Mené par l’insaisissable Diane Sagnier — chanteuse, guitariste, photographe et réalisatrice — et épaulé par Leo Hellden et Michael Giffts, fondateurs du culte Tristesse Contemporaine, Camp Claude défie les étiquettes. Leur musique est à la fois rêveuse et rageuse, imprégnée d’une froideur sensible et d’une audace anglo-saxonne, entre les univers de Massive Attack, The Cardigans, New Order… et même David Lynch.

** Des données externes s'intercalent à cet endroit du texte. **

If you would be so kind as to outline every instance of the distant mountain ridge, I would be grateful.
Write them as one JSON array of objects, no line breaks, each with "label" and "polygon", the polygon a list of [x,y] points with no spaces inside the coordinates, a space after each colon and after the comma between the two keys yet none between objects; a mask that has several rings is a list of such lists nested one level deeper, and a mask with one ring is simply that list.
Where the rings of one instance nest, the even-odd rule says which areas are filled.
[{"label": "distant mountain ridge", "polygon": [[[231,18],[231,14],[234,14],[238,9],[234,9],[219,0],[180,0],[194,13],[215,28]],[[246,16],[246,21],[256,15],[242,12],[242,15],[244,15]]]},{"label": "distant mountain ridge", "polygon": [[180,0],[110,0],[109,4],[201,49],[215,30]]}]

Sur scène, Camp Claude prend la foudre : un live en clair-obscur, à la fois viscéral et aérien, qui électrise avec élégance. Leur énergie dense et envoûtante, à la frontière du rêve et du rock, capte le public dans un voyage hypnotique.
Toujours en mutation, le groupe continue de tracer son propre sillon. Après l’album très remarqué “Moody Moon” et une série de singles, EPs et remixes flirtant parfois avec la techno dark wave, Camp Claude a aussi signé une apparition dans la dernière saison d’Emily in Paris (Netflix).
En 2025, ils reprennent la route… et font escale à Lille, le 7 mai à La Bulle Café, pour un concert qui promet d’être aussi magnétique qu’intemporel.